Webb Simpson joined the most important fraternity in golf Sunday at The Olympic Club with a flourish of birdies and a steady diet of pars at the end. The last one came from a delicate chip out of a hole in the rough to 3 feet that wound up being the decisive stroke in the U.S. Open.
On a leaderboard loaded with possibilities, his name did not stand out. Simpson was playing in only his fifth major, and his second U.S. Open. He had missed the cut in his last two tournaments. And he was six shots out of the lead when he walked off the fifth green with his second bogey of the day.
Some four hours later, Simpson sat in the clubhouse with his pregnant wife, Dowd. They tried to take their mind off the finish by watching videos of their young son, James, who stayed behind in North Carolina. She squeezed tight on his hand as they watched Jim Furyk hit into the bunker on the 18th to eliminate his chances, and then Graeme McDowell miss a 25-foot birdie putt that would have forced a playoff.
"If I was honest with you, I believed in myself [that] I could win a major, but maybe not so soon," Simpson said. "And I just gained all the respect for the guys who have won multiple majors because it's so hard to do. The level of pressure is so much greater than a regular event."
"I probably prayed more the last three holes than I ever did in my life," said Simpson, a religion major at Wake Forest.

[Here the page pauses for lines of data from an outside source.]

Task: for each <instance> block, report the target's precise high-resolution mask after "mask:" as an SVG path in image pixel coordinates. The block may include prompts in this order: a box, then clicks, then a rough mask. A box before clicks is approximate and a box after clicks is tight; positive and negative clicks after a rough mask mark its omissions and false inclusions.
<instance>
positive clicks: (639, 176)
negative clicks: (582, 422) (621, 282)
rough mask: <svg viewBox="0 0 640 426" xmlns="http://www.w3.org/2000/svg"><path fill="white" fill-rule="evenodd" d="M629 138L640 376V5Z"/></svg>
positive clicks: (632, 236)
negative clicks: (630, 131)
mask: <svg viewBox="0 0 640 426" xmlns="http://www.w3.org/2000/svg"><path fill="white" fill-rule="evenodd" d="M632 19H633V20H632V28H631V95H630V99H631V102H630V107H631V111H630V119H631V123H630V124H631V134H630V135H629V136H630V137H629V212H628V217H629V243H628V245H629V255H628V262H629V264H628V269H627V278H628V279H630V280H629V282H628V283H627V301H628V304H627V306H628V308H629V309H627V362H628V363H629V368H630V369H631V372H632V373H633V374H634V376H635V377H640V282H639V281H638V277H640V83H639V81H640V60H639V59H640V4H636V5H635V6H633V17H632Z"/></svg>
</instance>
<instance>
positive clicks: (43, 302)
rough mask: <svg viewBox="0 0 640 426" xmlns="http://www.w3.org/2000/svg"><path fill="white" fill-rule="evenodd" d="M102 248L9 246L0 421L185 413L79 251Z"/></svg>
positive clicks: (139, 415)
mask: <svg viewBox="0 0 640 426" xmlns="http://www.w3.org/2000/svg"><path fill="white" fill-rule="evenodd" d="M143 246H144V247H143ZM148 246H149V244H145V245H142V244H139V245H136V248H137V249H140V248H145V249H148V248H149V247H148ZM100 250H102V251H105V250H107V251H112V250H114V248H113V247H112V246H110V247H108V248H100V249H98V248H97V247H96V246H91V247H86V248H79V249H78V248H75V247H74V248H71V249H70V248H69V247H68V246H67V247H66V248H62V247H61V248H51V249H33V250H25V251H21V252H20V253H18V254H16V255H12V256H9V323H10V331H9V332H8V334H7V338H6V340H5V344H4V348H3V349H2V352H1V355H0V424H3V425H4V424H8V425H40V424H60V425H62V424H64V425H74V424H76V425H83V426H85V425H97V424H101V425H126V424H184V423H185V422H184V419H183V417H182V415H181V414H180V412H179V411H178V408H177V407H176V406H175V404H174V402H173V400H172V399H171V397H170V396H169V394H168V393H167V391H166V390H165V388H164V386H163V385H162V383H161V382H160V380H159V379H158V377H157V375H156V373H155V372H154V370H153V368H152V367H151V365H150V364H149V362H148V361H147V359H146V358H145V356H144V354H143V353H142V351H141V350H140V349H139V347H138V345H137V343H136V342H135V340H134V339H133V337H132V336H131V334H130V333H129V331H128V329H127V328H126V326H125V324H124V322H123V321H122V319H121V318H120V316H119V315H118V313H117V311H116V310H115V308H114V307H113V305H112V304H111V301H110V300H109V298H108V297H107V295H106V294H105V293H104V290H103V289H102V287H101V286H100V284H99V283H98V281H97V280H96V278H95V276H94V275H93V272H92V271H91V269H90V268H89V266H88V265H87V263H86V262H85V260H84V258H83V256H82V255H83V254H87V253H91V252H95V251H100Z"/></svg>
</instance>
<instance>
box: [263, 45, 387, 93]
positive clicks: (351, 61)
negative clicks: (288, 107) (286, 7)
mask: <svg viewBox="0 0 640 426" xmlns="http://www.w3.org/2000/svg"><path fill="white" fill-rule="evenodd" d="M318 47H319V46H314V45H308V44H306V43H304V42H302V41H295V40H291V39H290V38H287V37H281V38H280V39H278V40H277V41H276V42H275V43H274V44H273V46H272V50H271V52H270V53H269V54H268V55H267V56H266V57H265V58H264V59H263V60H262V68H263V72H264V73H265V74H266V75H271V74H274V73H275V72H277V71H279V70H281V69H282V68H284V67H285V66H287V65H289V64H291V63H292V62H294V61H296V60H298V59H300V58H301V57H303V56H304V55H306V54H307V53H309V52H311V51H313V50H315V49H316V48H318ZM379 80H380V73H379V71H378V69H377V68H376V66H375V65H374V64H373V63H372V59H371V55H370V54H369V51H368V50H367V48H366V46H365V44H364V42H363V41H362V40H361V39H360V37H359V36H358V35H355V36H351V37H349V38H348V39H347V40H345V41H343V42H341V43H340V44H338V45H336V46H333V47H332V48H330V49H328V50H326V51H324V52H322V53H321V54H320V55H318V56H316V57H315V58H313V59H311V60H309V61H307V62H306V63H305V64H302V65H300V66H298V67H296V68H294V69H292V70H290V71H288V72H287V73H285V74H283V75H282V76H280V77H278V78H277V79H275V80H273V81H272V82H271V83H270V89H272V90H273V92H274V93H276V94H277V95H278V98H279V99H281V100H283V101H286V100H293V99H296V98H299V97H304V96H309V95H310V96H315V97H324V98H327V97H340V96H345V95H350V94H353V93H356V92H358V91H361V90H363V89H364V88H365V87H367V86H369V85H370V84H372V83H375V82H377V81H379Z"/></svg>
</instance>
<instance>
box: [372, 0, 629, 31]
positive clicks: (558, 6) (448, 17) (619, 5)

Simpson won twice last year on the PGA Tour and lost a shot at the money title in the final round of the year. Even so, the 26-year-old had been quiet this year, and didn't have high expectations even as he played the final round.
"I never really wrapped my mind around winning," Simpson said. "This place is so demanding, and so all I was really concerned about was keeping the ball in front of me and making pars. The course is so hard, you don't know if you're going to make three or four bogeys in a row."
Simpson is the 15th player who has won the past 15 majors, the kind of parity golf hasn't seen since a similar streak 14 years ago that ended with Lee Janzen's win at Olympic Club in 1998.
U.S. Open a ratings hit
The U.S. Open's return to prime time boosted its television ratings.
Sunday's final round earned a 6.6 overnight rating and 13 share on NBC. The network said Monday that was up 29 percent from last year, when the coverage started and ended earlier with the tournament on the East Coast.